Seattle, Washington – USA
“Are you telling me,” a gruff voice shouted from the phone, “that we have unexplainable tech that can lift stuff up to the moon and God only knows what else and you brains over in R&D can’t even tell me HOW!”
The five men flinched when they heard the slam of a hand on a desk erupted from the conference room speaker.
He continued berating them, “I just had an awful, no let me change that, a scathing conversation with a senior Senator in charge of military appropriations. It becomes a pretty one-sided conversation when the CEO of a company the size of ours is not only caught unawares of new technology, our radar emplacements, and security satellites can’t even spot the son-of-a-bitches!”

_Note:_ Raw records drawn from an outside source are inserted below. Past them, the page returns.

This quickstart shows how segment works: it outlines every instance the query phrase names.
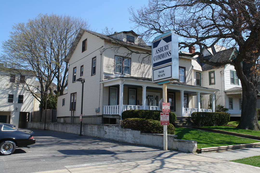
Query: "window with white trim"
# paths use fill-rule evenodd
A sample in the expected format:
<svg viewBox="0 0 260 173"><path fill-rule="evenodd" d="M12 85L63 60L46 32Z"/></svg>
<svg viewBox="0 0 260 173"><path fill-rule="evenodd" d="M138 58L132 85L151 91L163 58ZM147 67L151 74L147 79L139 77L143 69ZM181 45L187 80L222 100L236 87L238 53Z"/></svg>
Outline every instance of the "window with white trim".
<svg viewBox="0 0 260 173"><path fill-rule="evenodd" d="M233 109L233 99L229 98L229 109Z"/></svg>
<svg viewBox="0 0 260 173"><path fill-rule="evenodd" d="M230 71L230 82L231 84L238 85L238 78L237 75L237 72Z"/></svg>
<svg viewBox="0 0 260 173"><path fill-rule="evenodd" d="M126 41L130 43L134 43L134 37L126 35Z"/></svg>
<svg viewBox="0 0 260 173"><path fill-rule="evenodd" d="M77 93L74 93L70 94L70 110L76 110L76 101L77 98Z"/></svg>
<svg viewBox="0 0 260 173"><path fill-rule="evenodd" d="M14 103L14 94L8 94L7 103Z"/></svg>
<svg viewBox="0 0 260 173"><path fill-rule="evenodd" d="M76 72L77 71L77 68L74 67L73 68L73 77L72 79L72 82L75 82L76 81Z"/></svg>
<svg viewBox="0 0 260 173"><path fill-rule="evenodd" d="M18 103L23 103L23 95L18 95Z"/></svg>
<svg viewBox="0 0 260 173"><path fill-rule="evenodd" d="M80 76L83 75L83 65L80 66Z"/></svg>
<svg viewBox="0 0 260 173"><path fill-rule="evenodd" d="M242 99L239 99L239 109L242 110Z"/></svg>
<svg viewBox="0 0 260 173"><path fill-rule="evenodd" d="M10 74L10 78L9 79L9 82L14 83L15 82L15 75Z"/></svg>
<svg viewBox="0 0 260 173"><path fill-rule="evenodd" d="M86 39L82 41L82 52L87 50L87 40Z"/></svg>
<svg viewBox="0 0 260 173"><path fill-rule="evenodd" d="M21 74L20 75L20 83L21 84L25 83L25 75Z"/></svg>
<svg viewBox="0 0 260 173"><path fill-rule="evenodd" d="M94 57L92 58L92 70L91 75L96 74L96 58Z"/></svg>
<svg viewBox="0 0 260 173"><path fill-rule="evenodd" d="M131 59L120 57L115 57L115 73L130 74Z"/></svg>
<svg viewBox="0 0 260 173"><path fill-rule="evenodd" d="M210 85L215 85L215 71L212 71L209 72Z"/></svg>
<svg viewBox="0 0 260 173"><path fill-rule="evenodd" d="M200 73L196 72L196 84L197 86L201 86L201 75Z"/></svg>

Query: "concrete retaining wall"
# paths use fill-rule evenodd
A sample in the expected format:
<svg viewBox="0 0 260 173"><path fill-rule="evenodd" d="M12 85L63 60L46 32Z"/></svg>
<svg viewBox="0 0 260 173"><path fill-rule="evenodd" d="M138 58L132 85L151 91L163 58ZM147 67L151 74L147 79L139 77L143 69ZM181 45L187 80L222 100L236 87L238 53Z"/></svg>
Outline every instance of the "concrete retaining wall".
<svg viewBox="0 0 260 173"><path fill-rule="evenodd" d="M30 122L29 127L43 129L44 123ZM80 124L77 123L46 123L47 130L79 134ZM121 127L120 125L82 124L82 134L90 136L132 143L163 148L163 135L141 133ZM168 148L185 152L194 153L197 149L197 141L176 139L176 135L168 135Z"/></svg>

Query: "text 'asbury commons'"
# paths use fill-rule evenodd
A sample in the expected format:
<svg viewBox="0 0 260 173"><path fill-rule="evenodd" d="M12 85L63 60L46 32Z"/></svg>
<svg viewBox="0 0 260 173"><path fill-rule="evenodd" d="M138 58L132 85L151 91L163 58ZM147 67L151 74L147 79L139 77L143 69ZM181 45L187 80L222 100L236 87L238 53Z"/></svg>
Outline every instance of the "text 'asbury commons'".
<svg viewBox="0 0 260 173"><path fill-rule="evenodd" d="M172 51L168 50L169 45L170 44L168 44L156 49L155 55L153 57L154 61L167 58L171 55Z"/></svg>

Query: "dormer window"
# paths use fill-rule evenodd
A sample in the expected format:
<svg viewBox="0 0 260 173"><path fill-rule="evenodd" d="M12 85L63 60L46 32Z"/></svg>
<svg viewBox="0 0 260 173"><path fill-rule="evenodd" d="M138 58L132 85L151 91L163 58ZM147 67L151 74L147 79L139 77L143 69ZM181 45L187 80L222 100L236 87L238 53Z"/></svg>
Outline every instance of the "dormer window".
<svg viewBox="0 0 260 173"><path fill-rule="evenodd" d="M126 35L126 41L134 43L134 37L133 36Z"/></svg>

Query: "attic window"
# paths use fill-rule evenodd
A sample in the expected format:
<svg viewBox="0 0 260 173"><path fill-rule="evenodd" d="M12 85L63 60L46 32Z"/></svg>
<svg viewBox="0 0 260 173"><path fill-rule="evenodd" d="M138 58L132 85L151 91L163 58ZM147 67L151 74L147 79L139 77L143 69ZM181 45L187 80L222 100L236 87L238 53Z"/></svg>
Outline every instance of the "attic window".
<svg viewBox="0 0 260 173"><path fill-rule="evenodd" d="M87 39L82 41L82 52L87 50Z"/></svg>
<svg viewBox="0 0 260 173"><path fill-rule="evenodd" d="M127 35L126 41L127 42L134 43L134 37L133 36Z"/></svg>

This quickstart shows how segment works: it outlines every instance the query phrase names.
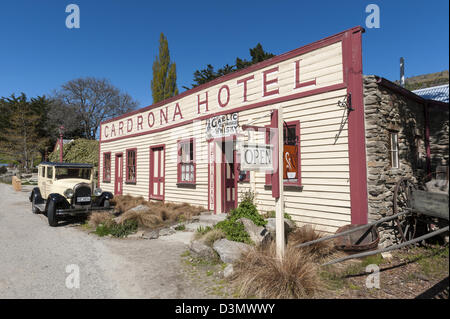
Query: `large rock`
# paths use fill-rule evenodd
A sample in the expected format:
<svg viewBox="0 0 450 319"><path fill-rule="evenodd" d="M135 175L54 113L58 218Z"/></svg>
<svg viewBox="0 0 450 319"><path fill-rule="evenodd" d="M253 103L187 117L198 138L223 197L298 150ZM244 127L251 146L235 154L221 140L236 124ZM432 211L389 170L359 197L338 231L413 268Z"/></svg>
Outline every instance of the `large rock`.
<svg viewBox="0 0 450 319"><path fill-rule="evenodd" d="M228 264L228 266L226 266L225 269L223 270L223 276L225 278L228 278L231 275L233 275L233 272L234 272L233 264Z"/></svg>
<svg viewBox="0 0 450 319"><path fill-rule="evenodd" d="M287 219L287 218L284 219L284 232L285 233L290 233L291 231L293 231L295 229L295 227L296 227L295 222L293 222L292 220ZM272 234L276 233L276 218L268 218L267 219L266 229Z"/></svg>
<svg viewBox="0 0 450 319"><path fill-rule="evenodd" d="M251 247L250 245L228 239L219 239L213 244L213 248L219 254L220 259L228 264L241 258L241 254Z"/></svg>
<svg viewBox="0 0 450 319"><path fill-rule="evenodd" d="M216 253L214 249L206 245L202 240L193 240L189 245L189 249L198 257L202 258L215 258Z"/></svg>
<svg viewBox="0 0 450 319"><path fill-rule="evenodd" d="M245 231L250 235L250 239L258 246L270 241L270 234L263 226L256 226L248 218L239 218L238 222L244 225Z"/></svg>

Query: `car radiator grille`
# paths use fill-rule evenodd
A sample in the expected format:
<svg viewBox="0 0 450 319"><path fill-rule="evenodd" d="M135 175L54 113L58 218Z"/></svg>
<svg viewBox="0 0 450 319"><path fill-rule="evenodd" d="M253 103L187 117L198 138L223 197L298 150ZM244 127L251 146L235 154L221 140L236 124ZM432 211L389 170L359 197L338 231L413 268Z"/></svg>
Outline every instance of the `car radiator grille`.
<svg viewBox="0 0 450 319"><path fill-rule="evenodd" d="M87 185L75 186L74 192L74 203L75 205L90 205L91 204L91 188ZM89 197L89 201L82 200L83 198Z"/></svg>

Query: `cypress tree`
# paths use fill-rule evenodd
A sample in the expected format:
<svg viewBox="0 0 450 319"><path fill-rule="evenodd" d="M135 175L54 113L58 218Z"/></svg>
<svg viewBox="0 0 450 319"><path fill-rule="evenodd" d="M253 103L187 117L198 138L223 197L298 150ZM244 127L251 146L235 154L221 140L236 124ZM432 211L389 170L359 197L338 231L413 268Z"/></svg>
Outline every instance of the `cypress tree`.
<svg viewBox="0 0 450 319"><path fill-rule="evenodd" d="M151 85L153 103L178 95L177 67L170 61L169 43L163 33L159 38L159 55L153 62Z"/></svg>

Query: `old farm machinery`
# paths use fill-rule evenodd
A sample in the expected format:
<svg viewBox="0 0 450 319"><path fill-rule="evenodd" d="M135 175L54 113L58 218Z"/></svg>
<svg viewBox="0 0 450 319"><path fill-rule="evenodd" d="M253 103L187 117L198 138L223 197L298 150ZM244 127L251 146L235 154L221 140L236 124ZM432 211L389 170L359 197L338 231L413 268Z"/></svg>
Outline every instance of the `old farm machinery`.
<svg viewBox="0 0 450 319"><path fill-rule="evenodd" d="M433 178L422 187L413 183L411 179L401 178L394 188L393 213L391 216L366 225L347 225L340 228L332 236L309 241L297 245L297 247L305 247L334 239L336 248L357 252L329 261L323 264L325 266L348 259L361 258L403 248L436 235L448 233L448 168L438 170L433 175ZM389 221L394 221L400 237L400 243L382 249L375 249L379 241L377 226Z"/></svg>

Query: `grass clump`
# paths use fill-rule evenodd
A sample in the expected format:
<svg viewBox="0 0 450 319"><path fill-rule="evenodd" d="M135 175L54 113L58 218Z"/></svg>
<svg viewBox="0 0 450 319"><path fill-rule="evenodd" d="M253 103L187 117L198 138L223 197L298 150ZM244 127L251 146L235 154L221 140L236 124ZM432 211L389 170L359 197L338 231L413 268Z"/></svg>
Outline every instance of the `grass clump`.
<svg viewBox="0 0 450 319"><path fill-rule="evenodd" d="M136 232L138 224L135 220L127 220L123 224L99 224L95 229L95 234L100 237L112 235L114 237L126 237Z"/></svg>
<svg viewBox="0 0 450 319"><path fill-rule="evenodd" d="M240 218L248 218L257 226L266 225L267 221L258 213L253 200L253 193L245 193L239 206L231 210L227 219L217 223L214 228L221 230L228 240L253 244L244 225L238 221Z"/></svg>
<svg viewBox="0 0 450 319"><path fill-rule="evenodd" d="M98 225L111 225L113 223L113 216L105 212L92 212L88 217L88 225L92 228L97 228Z"/></svg>
<svg viewBox="0 0 450 319"><path fill-rule="evenodd" d="M159 228L176 222L184 222L199 215L204 208L186 203L174 204L163 202L149 202L142 196L116 196L113 199L115 210L120 212L118 223L135 220L138 225L146 228ZM139 209L134 209L138 206Z"/></svg>
<svg viewBox="0 0 450 319"><path fill-rule="evenodd" d="M232 282L244 298L312 297L320 287L311 256L290 246L282 261L277 258L274 244L250 249L234 264L234 271Z"/></svg>
<svg viewBox="0 0 450 319"><path fill-rule="evenodd" d="M324 237L323 234L317 232L314 227L305 225L295 229L289 233L288 245L293 247ZM307 251L316 258L323 258L335 251L333 242L330 240L321 241L306 247L298 248Z"/></svg>

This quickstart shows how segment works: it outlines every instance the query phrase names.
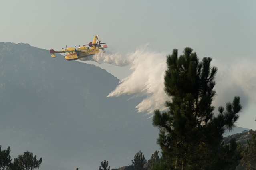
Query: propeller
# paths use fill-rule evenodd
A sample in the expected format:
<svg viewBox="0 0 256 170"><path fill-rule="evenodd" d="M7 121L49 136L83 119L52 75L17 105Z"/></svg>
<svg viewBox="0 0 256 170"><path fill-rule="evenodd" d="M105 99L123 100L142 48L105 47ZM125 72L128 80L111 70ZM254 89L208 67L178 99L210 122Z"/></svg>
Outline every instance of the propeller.
<svg viewBox="0 0 256 170"><path fill-rule="evenodd" d="M67 45L66 45L66 48L65 48L65 49L64 49L64 48L62 48L62 49L63 49L64 50L65 50L66 49L67 49Z"/></svg>

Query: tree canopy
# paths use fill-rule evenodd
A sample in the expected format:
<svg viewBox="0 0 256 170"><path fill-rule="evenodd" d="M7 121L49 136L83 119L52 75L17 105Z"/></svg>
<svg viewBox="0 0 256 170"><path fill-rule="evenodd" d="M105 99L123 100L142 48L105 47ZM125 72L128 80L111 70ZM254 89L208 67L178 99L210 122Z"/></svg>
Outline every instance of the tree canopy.
<svg viewBox="0 0 256 170"><path fill-rule="evenodd" d="M232 169L241 159L241 150L235 142L228 147L222 142L225 130L232 130L239 118L240 97L228 103L226 110L220 107L215 116L212 102L217 69L211 67L210 58L200 61L190 48L183 52L178 57L174 49L167 56L165 90L171 100L166 102L168 110L155 110L153 118L153 125L160 130L157 143L162 150L163 166L167 169Z"/></svg>

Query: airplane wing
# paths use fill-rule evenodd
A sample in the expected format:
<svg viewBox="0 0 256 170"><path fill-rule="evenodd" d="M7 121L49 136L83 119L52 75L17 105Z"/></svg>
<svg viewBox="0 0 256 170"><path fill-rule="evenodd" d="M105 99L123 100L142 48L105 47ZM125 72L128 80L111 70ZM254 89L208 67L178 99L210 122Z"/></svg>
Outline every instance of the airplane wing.
<svg viewBox="0 0 256 170"><path fill-rule="evenodd" d="M79 52L79 51L83 51L80 49L76 49L73 48L71 48L71 49L65 49L65 50L58 51L56 51L55 50L54 50L54 49L50 49L50 53L51 54L54 54L55 53L70 53L71 52Z"/></svg>

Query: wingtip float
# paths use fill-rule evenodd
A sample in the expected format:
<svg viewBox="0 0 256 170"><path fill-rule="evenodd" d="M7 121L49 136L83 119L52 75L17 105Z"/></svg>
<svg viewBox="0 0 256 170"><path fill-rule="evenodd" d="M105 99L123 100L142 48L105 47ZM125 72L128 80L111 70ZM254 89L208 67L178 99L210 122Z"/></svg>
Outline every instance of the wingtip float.
<svg viewBox="0 0 256 170"><path fill-rule="evenodd" d="M53 58L56 57L55 53L67 53L67 54L65 55L65 59L67 60L75 60L78 59L80 57L94 55L99 52L105 53L104 48L107 48L106 45L105 44L106 43L101 43L100 41L98 40L98 36L94 36L93 41L91 42L88 44L84 45L83 46L89 46L90 48L87 47L79 47L77 49L75 48L68 48L64 49L64 50L56 51L54 49L50 49L50 53L52 54L52 57ZM101 46L101 44L104 44ZM100 49L101 50L100 51Z"/></svg>

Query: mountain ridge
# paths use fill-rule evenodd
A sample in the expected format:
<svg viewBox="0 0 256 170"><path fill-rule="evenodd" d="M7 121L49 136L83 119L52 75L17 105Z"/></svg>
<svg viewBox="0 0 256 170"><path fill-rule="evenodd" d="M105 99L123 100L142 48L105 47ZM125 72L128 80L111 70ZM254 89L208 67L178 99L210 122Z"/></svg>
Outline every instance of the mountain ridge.
<svg viewBox="0 0 256 170"><path fill-rule="evenodd" d="M135 111L141 98L106 98L119 80L105 70L2 42L0 65L1 144L13 159L29 150L42 158L41 170L92 169L158 149L157 128Z"/></svg>

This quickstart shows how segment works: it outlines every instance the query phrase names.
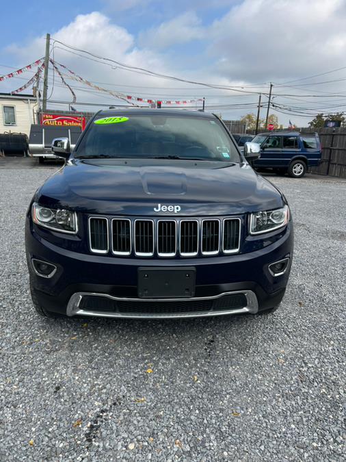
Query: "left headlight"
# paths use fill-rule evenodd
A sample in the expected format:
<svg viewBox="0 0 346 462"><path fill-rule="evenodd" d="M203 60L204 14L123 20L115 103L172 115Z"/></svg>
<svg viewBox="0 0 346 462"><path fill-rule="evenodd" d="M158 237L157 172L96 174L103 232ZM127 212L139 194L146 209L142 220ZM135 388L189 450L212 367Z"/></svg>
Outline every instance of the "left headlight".
<svg viewBox="0 0 346 462"><path fill-rule="evenodd" d="M250 233L261 234L278 229L287 224L289 220L289 209L287 205L275 210L256 211L250 216Z"/></svg>
<svg viewBox="0 0 346 462"><path fill-rule="evenodd" d="M76 213L66 209L50 209L34 203L32 219L36 224L61 233L75 234L78 231Z"/></svg>

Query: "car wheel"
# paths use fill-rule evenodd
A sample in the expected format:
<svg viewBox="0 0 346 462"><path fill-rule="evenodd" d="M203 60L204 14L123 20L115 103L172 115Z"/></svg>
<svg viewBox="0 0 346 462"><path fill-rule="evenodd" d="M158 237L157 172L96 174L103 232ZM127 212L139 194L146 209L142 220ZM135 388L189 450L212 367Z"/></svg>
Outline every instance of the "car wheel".
<svg viewBox="0 0 346 462"><path fill-rule="evenodd" d="M274 173L276 173L276 175L284 175L285 173L287 173L287 168L273 168L273 171Z"/></svg>
<svg viewBox="0 0 346 462"><path fill-rule="evenodd" d="M59 313L52 313L51 311L47 311L43 307L41 307L35 294L35 289L32 285L32 282L30 281L30 293L31 294L32 304L35 308L35 311L38 314L39 314L42 318L62 318L62 315L59 314Z"/></svg>
<svg viewBox="0 0 346 462"><path fill-rule="evenodd" d="M289 175L292 178L301 178L306 172L306 164L303 160L295 160L289 164Z"/></svg>

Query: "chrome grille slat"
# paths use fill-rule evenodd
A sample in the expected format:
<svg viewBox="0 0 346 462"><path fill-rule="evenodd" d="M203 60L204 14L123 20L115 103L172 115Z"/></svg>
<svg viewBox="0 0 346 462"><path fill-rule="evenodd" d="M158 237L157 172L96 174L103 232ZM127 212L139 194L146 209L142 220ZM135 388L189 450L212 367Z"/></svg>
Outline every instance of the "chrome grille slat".
<svg viewBox="0 0 346 462"><path fill-rule="evenodd" d="M108 246L108 220L103 217L89 218L90 250L96 253L107 253Z"/></svg>
<svg viewBox="0 0 346 462"><path fill-rule="evenodd" d="M154 255L154 222L135 220L135 253L139 257Z"/></svg>
<svg viewBox="0 0 346 462"><path fill-rule="evenodd" d="M128 218L111 220L112 252L116 255L129 255L131 253L131 222Z"/></svg>
<svg viewBox="0 0 346 462"><path fill-rule="evenodd" d="M239 251L239 218L168 219L89 218L92 252L115 255L182 257ZM110 233L110 239L109 239ZM109 245L110 244L110 245Z"/></svg>
<svg viewBox="0 0 346 462"><path fill-rule="evenodd" d="M198 221L181 220L180 222L180 254L193 257L198 253Z"/></svg>
<svg viewBox="0 0 346 462"><path fill-rule="evenodd" d="M157 255L174 257L176 253L176 222L175 220L157 221Z"/></svg>
<svg viewBox="0 0 346 462"><path fill-rule="evenodd" d="M222 251L224 253L235 253L240 248L240 218L224 220Z"/></svg>
<svg viewBox="0 0 346 462"><path fill-rule="evenodd" d="M203 220L202 221L202 253L204 255L215 255L219 253L220 240L220 222L219 220Z"/></svg>

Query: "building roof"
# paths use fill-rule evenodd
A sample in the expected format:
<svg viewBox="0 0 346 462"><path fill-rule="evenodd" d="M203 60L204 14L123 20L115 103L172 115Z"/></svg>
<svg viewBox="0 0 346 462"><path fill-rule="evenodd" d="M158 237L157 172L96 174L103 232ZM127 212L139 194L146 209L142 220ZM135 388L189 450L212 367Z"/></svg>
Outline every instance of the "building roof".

“But sir!” Jeo Deteusche spoke out, “How are we supposed to detect a revolutionary new drive system and or even spot these containers when they have a coating on them that reduces their radar signature to something the size…” Jeo had been ignoring his bosses vigorous head shaking. Having been with the company for a little over a year, Jeo was fed up with the politics, the bullshit R & D priorities and the snide comments from people who had been ‘in’ the system for over a decade.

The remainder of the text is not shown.